I try to avoid cliché situations and, in doing so, very likely become a cliché myself. Working in bicycle retail and seeing every facet of cycling enthusiasm, the cliches materialize frequently and thoroughly. Bike Snob did a wonderful write up about the major cycling cliches in one of his earliest posts: The tri-geek, the “roadie,” the frog man, etc. (See how I sought acceptance there by asserting my knowledge of cycling culture? That was like picking the rigid single speed 26” MTB for the 5 hour prodigious single track ride. Very classy.)
The reason I spend notable time on choosing which bike to ride has little to do with terrain. That part is determined during the initial ride conversation. Time is unnecessarily swallowed by the internal style argument. What bikes will work best given the crowd I will be riding with or crowd I may inadvertently pass while riding. For example, if I decide to participate in a competitive cycling event like, say, a road race with a couple thousand feet of climbing per each 17 mile lap, I’d be expected to choose, and rightfully so, the ultralight carbon bike with carbon wheels. Lighter is faster, better and more efficient on hilly rides. The paradigm says I’d work less hard. But that choice would be a cliché, would it not? If only for the simple reason that that decision is popular, highly repetitive and self justified, then, yes it is a cliché. That is not to say that the choice is unjustified. That selection may very well be the best choice for the situation. But, given my need for acceptance via different channels I choose the custom built titanium and carbon bike with traditional geometry, round tubes and brand name most riders associate with professionals that have letters after their names. (For good measure I did choose wheels with carbon rims.) The rationale thus becomes: if I can outride even a few of the competitors (especially uphill) with lighter, faster bikes while riding a 19 pound unmarketed bike then my quest for acceptance is on the right track. Does this prove that the paradigm is fairy tale? That it truly isn’t about the bike? Absolutely not. If it weren’t about the bike than I would never find acceptance. Whatever “it” is.
Certainly there are rules involved in bike selections. In this region, for instance, the weather determines the bike choice almost as much as social acceptance. If meeting for a group ride, road or off road, and it is raining or the chance of rain is greater than 30%, a fendered bike must be ridden. This rule is a courtesy to others in the ride as well as a display of integrity and respect for equipment and self. Even if the group ride lends itself to becoming a friendly race, this rule need be obeyed.
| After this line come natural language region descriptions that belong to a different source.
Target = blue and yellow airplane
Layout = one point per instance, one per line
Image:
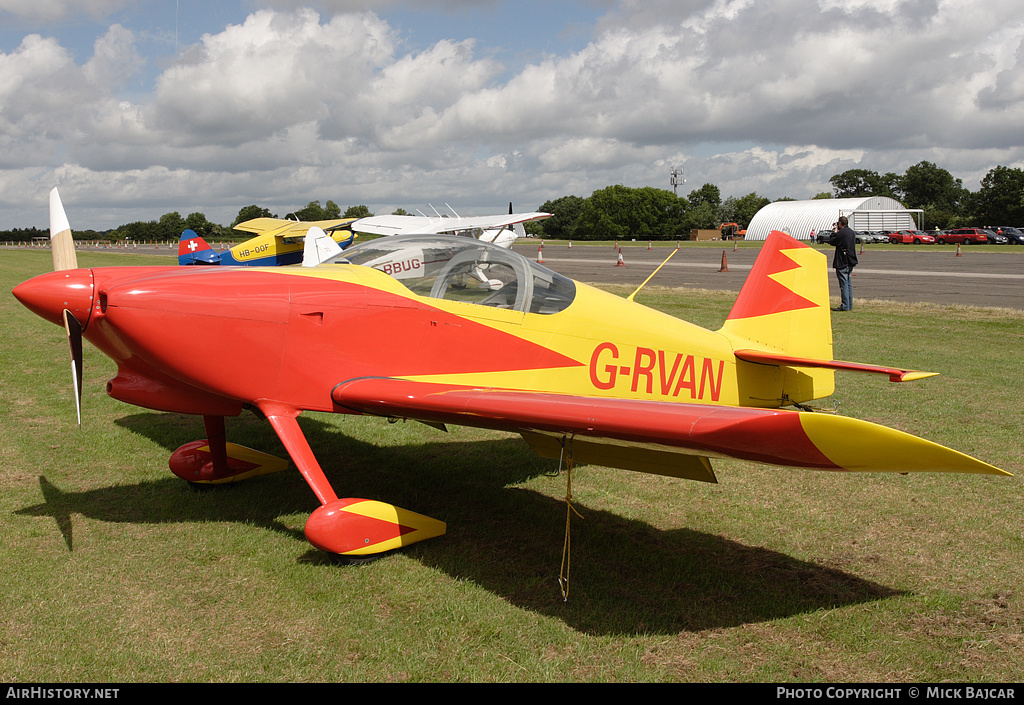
(276, 242)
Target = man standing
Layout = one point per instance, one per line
(846, 258)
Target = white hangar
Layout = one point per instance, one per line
(799, 218)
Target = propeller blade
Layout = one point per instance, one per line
(61, 241)
(74, 329)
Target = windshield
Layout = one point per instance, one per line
(460, 268)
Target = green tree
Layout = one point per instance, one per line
(936, 192)
(170, 226)
(314, 211)
(564, 216)
(199, 224)
(741, 210)
(621, 212)
(251, 213)
(862, 182)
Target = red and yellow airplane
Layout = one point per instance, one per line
(573, 369)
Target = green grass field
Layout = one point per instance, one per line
(113, 570)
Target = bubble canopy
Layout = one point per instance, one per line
(462, 268)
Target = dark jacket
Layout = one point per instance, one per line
(846, 248)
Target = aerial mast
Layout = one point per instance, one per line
(676, 178)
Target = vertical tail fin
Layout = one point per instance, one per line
(783, 308)
(194, 250)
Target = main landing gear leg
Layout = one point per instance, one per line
(347, 527)
(214, 461)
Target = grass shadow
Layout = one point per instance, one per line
(626, 576)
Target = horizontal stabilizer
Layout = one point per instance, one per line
(423, 224)
(768, 358)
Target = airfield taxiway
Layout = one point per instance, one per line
(982, 278)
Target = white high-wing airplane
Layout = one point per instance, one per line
(500, 230)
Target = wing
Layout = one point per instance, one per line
(660, 437)
(422, 224)
(289, 229)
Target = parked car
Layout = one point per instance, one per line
(1014, 235)
(966, 236)
(995, 238)
(911, 238)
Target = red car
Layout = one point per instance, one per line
(966, 236)
(911, 238)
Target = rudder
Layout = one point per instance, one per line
(783, 307)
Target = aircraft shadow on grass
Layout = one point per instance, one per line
(626, 575)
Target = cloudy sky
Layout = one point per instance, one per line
(137, 108)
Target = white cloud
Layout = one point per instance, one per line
(293, 105)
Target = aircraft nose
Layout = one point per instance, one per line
(48, 295)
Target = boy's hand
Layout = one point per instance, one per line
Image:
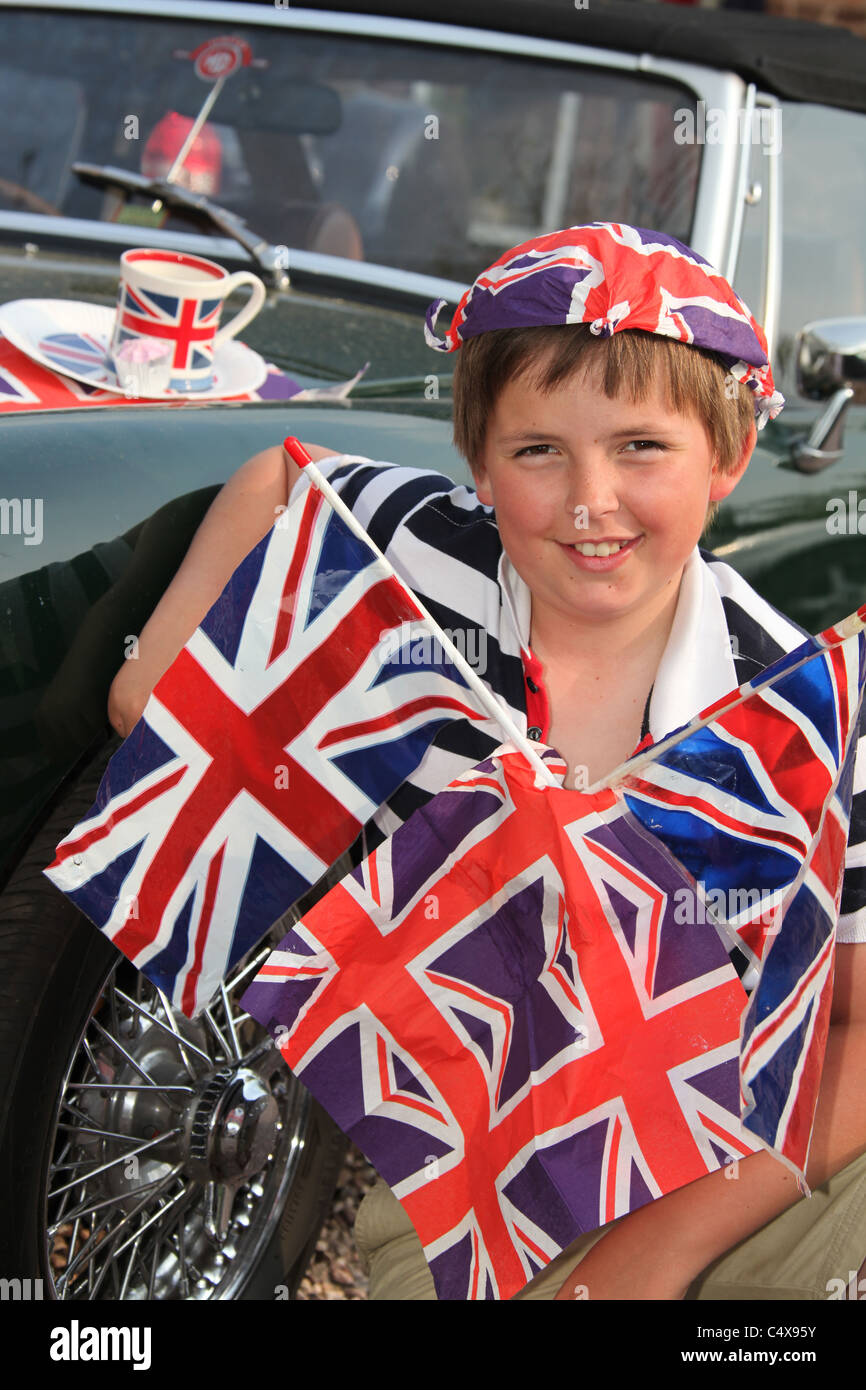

Once obeyed, the questions arise: does this ride require simply a bike with appropriate fenders or a bike with painted to match fenders? What will others be riding? If others show up on light weight bikes with clip on fenders does the juxtaposition with a 29 pound steel bike with matching alloy fenders and 28mm tires afford the necessary irony and thus acceptance? Probably.
If nothing else this social pathology will become the zeitgeist. For me it is the well charted treasure map to many a fruitless fortune.